L’incolpazione era relativa a fatti avvenuti nel 2007 ed avveniva nel 2011, presso il COA (all’epoca competente), che, nel 2016 a seguito di condanna emessa dal Tribunale penale competente dell’Avvocato provvedeva ad aprire un secondo procedimento a carico dello stesso, trasmettendo gli atti al Consiglio Distrettuale di Disciplina ( era intervenuta la modifica della legge professionale ed il riordinamento della giustizia disciplinare).

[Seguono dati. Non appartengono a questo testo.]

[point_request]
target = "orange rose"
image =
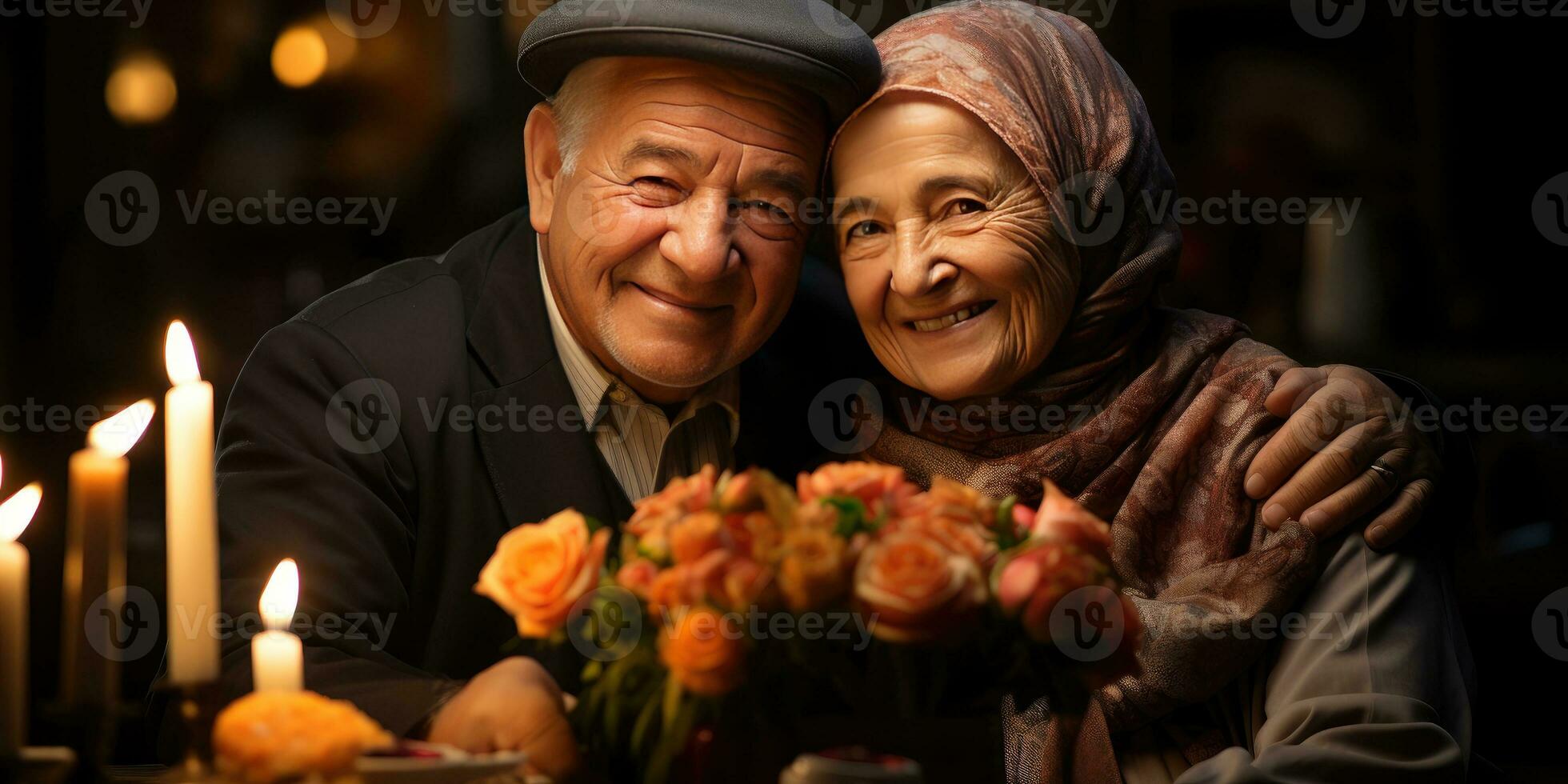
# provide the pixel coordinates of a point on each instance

Il consigliere istruttore provvedeva, quindi, ad archiviare il primo procedimento per intervenuta prescrizione, salvo ravvedersi al pervenire del secondo, mediante “autotutela” riunendo i due procedimenti.
L’incolpato, a seguito della sanzione di 3 anni si sospensione, effettuava eccezione di prescrizione basata sulla data del passaggio in giudicato di una precedente sentenza penale facendo valere la doglianza della mancata sospensione del procedimento disciplinare in attesa dell’esito penale.
Il CNF, affermando l’autonomia del procedimento disciplinare, rigettava le sanzioni relative alla prescrizione, confermando l’applicazione del nuovo regime che consente la revoca in autotutela di precedenti archiviazioni.
Nel confermare la responsabilità disciplinare, basata sui gravi fatti accertati in sede penale, la sentenza del CNF accoglieva parzialmente il ricorso riguardo alla dosimetria della sanzione, riducendo la sospensione dall’esercizio della professione da tre anni a un anno, tenuto conto del tempo trascorso dai fatti e della buona condotta successiva dell’avvocato.